Albert Cornelis Baantjer
De Cock en de gebrandmerkte doden
1
Rechercheur De Cock van het aloude politiebureau aan de Amsterdamse Warmoesstraat keek schuin omhoog naar de klok boven de toegangsdeur van de grote recherchekamer. Het was kwart voor elf. De dienst zat er bijna op. De gedachte om na een reeks gruwelijke moorden in het woelige wereldje van pornografie en chantage[1] weer eens van een ongestoorde nachtrust te kunnen genieten, stemde hem blij.
Maar zijn gezicht versomberde.
Met een blik vol afgrijzen trok de grijze speurder een voor een de vier laden van zijn bureau open en duwde ze daarna met een zucht weer dicht.
De jonge rechercheur Vledder, zijn trouwe assistent, keek glimlachend naar hem op.

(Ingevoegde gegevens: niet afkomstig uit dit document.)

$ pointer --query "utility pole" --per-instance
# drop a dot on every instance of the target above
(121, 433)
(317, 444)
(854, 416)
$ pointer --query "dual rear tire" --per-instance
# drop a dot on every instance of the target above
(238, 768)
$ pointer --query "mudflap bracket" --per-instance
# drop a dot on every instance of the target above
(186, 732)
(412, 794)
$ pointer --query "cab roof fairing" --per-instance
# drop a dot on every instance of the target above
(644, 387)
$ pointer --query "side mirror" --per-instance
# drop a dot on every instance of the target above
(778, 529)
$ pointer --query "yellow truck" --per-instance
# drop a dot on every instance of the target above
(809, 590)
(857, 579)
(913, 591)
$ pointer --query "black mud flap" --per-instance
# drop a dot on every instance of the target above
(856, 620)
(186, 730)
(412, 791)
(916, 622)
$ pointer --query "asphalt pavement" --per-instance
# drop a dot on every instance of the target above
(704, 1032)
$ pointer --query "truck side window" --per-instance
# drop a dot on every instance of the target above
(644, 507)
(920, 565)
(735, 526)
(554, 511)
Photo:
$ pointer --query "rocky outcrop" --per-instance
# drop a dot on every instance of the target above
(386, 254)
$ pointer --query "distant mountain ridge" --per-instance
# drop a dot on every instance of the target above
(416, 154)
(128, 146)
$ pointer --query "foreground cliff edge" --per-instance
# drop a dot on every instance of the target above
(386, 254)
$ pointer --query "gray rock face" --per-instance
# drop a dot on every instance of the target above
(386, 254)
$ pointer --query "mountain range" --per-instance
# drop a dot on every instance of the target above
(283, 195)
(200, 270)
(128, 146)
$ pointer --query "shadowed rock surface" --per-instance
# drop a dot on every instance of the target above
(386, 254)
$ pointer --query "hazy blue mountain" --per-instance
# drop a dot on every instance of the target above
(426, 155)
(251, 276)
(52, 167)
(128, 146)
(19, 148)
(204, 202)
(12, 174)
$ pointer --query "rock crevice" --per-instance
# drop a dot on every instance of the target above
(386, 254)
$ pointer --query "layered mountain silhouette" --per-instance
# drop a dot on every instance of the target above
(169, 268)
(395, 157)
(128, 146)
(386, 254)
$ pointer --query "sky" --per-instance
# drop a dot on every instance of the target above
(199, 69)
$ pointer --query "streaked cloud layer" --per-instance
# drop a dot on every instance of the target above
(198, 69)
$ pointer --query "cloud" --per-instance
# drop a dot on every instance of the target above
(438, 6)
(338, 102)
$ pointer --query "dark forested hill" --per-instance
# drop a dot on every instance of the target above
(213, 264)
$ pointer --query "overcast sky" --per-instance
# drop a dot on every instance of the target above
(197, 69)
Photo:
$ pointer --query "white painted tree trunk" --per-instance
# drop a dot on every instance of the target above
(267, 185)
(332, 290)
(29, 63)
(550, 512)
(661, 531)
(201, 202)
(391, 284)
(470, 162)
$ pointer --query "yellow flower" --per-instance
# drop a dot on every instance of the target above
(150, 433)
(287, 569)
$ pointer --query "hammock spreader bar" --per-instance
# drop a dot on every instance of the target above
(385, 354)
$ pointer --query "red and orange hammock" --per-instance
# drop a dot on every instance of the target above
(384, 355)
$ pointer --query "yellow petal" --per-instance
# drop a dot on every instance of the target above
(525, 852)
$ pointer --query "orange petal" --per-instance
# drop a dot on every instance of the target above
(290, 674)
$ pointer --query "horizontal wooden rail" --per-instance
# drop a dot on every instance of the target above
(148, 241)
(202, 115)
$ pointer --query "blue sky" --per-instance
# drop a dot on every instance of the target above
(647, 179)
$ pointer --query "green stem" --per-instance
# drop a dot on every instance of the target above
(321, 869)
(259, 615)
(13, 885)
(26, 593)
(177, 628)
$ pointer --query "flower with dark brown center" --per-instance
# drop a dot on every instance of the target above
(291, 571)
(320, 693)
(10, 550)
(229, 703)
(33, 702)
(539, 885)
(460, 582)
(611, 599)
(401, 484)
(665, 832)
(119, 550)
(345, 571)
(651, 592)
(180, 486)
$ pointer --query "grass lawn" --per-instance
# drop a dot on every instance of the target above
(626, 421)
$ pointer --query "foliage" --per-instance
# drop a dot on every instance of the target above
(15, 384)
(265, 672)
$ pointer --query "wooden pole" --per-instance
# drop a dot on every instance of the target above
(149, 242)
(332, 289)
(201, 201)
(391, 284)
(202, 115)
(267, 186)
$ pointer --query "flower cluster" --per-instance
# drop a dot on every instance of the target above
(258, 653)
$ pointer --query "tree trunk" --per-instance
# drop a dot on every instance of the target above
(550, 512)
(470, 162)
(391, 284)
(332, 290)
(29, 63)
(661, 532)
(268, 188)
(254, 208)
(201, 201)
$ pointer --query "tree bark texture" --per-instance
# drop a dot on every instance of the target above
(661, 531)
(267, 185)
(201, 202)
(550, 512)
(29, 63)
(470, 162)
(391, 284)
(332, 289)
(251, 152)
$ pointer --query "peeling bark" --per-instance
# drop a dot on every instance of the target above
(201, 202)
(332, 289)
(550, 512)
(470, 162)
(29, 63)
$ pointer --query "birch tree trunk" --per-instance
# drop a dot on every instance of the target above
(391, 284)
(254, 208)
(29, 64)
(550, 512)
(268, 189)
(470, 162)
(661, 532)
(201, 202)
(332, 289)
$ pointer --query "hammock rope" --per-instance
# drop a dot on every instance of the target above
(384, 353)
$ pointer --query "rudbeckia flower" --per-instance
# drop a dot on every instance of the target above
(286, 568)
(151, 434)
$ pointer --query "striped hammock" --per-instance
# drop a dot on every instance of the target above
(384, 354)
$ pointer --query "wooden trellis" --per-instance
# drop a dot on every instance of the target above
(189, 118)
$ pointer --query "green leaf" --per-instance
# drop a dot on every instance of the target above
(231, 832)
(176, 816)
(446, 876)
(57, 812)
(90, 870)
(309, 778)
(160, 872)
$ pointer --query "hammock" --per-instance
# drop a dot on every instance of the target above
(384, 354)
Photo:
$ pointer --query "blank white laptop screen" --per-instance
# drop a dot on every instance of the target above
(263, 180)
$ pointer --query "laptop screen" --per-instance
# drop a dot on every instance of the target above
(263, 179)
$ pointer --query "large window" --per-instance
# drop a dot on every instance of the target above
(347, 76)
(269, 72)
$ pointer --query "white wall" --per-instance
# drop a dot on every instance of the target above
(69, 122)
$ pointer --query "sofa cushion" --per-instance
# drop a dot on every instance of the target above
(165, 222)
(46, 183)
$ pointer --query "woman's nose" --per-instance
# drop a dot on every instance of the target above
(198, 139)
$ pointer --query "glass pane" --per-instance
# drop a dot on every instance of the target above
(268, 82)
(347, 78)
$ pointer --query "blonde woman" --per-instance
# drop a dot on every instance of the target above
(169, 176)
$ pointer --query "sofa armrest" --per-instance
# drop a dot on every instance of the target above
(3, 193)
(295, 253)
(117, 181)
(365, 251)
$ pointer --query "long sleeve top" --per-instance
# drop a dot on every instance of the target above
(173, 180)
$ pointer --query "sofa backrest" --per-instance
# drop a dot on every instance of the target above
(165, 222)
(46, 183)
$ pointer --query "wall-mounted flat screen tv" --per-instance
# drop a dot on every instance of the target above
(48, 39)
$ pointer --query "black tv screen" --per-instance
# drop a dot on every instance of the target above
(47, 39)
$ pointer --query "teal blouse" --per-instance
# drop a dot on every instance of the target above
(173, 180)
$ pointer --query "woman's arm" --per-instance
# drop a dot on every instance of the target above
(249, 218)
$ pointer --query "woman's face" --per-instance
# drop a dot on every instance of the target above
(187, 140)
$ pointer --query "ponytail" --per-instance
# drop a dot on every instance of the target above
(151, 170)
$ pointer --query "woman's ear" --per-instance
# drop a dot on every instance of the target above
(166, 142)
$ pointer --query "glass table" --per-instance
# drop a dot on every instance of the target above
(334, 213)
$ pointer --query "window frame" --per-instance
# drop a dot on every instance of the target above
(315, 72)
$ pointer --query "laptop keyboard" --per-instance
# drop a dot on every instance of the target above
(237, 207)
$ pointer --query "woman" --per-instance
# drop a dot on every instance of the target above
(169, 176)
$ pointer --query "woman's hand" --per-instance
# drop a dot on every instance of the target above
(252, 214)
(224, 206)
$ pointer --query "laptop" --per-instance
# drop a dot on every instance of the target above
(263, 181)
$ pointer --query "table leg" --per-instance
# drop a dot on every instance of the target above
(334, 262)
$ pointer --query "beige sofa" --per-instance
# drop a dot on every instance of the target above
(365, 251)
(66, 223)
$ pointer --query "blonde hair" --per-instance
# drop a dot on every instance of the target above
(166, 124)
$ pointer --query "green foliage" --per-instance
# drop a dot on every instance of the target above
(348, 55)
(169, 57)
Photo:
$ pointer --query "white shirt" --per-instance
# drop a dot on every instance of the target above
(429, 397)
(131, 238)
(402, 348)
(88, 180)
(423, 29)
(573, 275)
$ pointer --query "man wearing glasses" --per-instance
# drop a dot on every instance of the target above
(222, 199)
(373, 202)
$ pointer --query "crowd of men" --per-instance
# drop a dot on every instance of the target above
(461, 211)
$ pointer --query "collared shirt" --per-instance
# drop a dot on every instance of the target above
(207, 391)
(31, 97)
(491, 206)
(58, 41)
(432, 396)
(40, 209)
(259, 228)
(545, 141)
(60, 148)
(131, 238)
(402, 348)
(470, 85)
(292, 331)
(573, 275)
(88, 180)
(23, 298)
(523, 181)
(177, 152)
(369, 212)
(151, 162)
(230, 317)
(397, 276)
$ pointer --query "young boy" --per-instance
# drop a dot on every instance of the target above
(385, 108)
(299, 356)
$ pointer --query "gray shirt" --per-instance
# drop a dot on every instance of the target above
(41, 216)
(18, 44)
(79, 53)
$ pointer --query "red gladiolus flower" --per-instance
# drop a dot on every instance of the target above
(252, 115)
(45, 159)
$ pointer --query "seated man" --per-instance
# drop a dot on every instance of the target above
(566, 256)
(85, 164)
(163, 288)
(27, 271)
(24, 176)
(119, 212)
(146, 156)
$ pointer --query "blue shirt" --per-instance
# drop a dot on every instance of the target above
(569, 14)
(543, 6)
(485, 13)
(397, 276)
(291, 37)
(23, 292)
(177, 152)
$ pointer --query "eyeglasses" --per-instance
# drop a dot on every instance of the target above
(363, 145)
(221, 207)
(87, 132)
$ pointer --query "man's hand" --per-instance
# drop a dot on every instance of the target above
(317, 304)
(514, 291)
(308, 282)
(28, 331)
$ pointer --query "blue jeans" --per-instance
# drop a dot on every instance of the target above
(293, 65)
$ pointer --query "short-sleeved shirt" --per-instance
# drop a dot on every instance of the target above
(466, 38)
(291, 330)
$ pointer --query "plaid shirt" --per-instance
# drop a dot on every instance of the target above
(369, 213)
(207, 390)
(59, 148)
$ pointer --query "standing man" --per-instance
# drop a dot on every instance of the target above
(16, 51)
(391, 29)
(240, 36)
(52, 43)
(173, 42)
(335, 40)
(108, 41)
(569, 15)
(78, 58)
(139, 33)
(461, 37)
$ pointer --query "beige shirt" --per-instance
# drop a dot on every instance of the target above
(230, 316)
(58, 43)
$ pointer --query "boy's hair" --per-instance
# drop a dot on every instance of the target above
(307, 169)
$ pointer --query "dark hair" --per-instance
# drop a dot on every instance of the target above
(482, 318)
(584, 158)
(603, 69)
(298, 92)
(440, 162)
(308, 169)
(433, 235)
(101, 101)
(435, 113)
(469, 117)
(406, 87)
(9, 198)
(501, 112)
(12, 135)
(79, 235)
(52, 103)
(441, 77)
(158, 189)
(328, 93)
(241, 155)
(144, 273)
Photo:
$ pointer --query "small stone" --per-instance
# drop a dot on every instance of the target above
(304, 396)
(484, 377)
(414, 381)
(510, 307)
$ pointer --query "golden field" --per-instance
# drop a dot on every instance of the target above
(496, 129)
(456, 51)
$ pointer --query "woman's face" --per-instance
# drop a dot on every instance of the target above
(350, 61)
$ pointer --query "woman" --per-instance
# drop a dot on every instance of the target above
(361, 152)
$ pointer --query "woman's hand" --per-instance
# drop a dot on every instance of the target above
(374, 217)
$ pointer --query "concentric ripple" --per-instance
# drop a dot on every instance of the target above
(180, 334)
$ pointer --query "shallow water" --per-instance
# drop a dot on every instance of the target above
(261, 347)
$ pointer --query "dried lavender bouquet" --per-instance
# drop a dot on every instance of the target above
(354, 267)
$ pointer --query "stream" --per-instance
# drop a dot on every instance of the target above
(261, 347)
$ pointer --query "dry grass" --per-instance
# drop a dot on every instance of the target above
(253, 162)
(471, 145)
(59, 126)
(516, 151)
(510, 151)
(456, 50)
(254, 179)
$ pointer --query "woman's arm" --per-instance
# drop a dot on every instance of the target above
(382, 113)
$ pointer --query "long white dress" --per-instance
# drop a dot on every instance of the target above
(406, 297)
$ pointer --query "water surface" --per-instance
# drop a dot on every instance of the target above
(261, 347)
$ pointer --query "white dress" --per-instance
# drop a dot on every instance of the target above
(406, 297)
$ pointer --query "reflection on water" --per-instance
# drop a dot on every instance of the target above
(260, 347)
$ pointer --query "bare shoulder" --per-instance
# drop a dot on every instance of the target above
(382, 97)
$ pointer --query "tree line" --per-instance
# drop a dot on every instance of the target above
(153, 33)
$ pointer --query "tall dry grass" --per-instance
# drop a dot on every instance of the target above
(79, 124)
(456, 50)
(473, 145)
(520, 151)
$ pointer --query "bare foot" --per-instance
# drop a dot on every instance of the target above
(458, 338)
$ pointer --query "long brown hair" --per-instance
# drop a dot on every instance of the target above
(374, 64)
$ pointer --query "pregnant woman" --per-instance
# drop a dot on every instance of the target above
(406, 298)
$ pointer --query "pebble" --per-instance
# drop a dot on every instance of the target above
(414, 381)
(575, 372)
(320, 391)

“Wat is er?” vroeg hij benieuwd.
“Je trekt een gezicht van oude lappen.”
De Cock hief zijn armen theatraal ten hemel.
“O Heer,” bad hij, “verlos mij voor minstens een half jaar van moord en doodslag.”
Vledder grijnsde.
“Wat wil je dan? Moord en doodslag…daar heeft de gemeenschap jou toch voor ingehuurd?”
De Cock schudde zijn hoofd.
“Niet alleen moord en doodslag. Ons Wetboek van Strafrecht kent nog andere ernstige misdrijven.”
De oude rechercheur gebaarde naar de laden van zijn bureau.
“Ik moet toch eens de kans krijgen om al die oude dossiers af te werken.”
In zijn stem trilde wanhoop.
“Ik ben steeds verplicht om de volledige prioriteit aan moord en doodslag te geven. Aan mishandelingen, verduisteringen en oplichtingen kom ik niet toe. Die stukken blijven onafgewerkt liggen. Dat bezorgt mij een gevoel van wroeging. Aan dit hectische bureau krijg ik geen kans om mijn werk naar behoren in te delen.”
“Vraag overplaatsing,” zei Vledder.
“Waarheen?”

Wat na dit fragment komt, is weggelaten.